The GRE is to graduate school what the SAT is to undergraduate. It is a general knowledge test that is meant to try to predict how successful you will be as a grad student. There are also subject-specific versions of the GRE (for instance GRE Psychology) which grad programs may ask for. Also similar to the SAT, The GRE has all the baggage and calls for reform and is by no means a good metric to predict graduate school success. While many programs are starting not to require the GRE, I still think it is worth taking, the worst thing that happens is you don’t report your score.

Now why do I say you should take it now (in college) rather than after (say right before you apply) when earlier I recommended you take a couple of years in between college and grad school? First, any score on the GRE is valid for 5 years, meaning if you get a good score now you can bank it for the future. Second, You right now are an expert test taker. You have been taking tests regularly for the last 15 years. The moment you walk out of college, those tests will stop and everything will leave your head. It will be twice as hard to study and three times as hard to actually take a test again. Far easier to bank the score now, especially since you can now take the GRE online from the comfort of your own home.

Try to get involved in research#

A Ph.D. at its core is a research training degree. Therefore anything you can do to demonstrate both an interest and initial training in research will be beneficial. What if it’s not related to your actual research interests? Doesn’t matter. What if it’s really small or part-time? Doesn’t matter. The important part is demonstrating that you have interest in doing research.
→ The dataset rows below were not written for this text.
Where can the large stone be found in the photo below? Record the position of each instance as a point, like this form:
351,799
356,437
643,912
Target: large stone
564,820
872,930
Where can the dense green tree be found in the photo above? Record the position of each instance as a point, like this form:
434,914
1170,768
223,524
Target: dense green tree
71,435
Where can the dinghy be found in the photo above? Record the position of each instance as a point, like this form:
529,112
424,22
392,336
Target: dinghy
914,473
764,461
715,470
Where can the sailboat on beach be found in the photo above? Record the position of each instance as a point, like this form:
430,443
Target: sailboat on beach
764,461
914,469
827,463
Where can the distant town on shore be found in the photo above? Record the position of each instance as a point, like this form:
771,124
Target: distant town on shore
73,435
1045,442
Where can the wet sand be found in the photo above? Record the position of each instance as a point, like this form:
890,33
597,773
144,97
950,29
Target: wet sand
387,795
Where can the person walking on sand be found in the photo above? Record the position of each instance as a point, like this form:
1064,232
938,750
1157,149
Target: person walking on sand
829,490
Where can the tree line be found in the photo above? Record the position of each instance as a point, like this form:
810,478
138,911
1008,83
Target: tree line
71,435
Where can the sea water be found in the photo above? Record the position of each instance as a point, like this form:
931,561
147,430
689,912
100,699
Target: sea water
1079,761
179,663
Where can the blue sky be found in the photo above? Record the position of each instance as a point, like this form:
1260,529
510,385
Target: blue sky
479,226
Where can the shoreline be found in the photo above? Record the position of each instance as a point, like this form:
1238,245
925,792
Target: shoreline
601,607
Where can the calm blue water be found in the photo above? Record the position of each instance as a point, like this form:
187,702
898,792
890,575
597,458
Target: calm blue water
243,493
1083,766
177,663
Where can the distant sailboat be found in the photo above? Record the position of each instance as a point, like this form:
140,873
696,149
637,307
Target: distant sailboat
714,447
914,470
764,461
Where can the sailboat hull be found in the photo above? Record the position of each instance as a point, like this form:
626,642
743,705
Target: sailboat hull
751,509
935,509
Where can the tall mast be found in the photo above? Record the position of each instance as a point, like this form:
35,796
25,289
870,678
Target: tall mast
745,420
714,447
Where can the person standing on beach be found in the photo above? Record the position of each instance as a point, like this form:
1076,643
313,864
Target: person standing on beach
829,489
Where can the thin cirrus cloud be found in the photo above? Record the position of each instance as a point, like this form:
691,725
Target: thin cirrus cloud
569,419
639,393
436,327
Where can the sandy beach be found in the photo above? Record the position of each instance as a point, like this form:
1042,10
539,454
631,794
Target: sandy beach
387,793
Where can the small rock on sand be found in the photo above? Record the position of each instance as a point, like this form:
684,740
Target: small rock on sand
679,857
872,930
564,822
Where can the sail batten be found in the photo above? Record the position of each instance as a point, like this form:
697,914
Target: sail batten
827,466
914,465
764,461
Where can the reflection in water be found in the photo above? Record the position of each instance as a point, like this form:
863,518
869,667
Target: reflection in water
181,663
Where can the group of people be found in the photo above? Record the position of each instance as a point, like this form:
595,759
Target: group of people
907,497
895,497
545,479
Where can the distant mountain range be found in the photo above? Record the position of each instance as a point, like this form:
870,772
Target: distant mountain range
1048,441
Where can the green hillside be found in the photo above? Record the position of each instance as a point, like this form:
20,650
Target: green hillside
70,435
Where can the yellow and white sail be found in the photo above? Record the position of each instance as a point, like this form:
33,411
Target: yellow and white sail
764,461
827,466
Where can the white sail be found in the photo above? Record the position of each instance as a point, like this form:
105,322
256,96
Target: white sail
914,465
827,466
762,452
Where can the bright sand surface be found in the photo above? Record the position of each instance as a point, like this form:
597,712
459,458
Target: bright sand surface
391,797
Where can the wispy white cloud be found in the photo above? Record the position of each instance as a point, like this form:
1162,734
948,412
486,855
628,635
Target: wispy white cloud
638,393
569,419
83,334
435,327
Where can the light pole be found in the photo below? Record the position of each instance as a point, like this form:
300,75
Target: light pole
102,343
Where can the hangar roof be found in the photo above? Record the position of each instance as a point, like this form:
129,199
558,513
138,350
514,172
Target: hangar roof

My first exposure to research was helping an undergraduate senior collect data for their senior thesis. I would sit in a room, read a script (the IRB consent form) to participants, and then sit them in front of a computer for the experiment (the computer explained the actual experiment). I then waited for 30 min for the computer to finish. I would then read a script telling the participant the entire premise was a lie, get the senior who was actually running the study, and let them finish the experiment. I had no hand in the design, analysis, or presentation of the experiment. And yet I ended up talking about this experience during my graduate interviews. It mattered.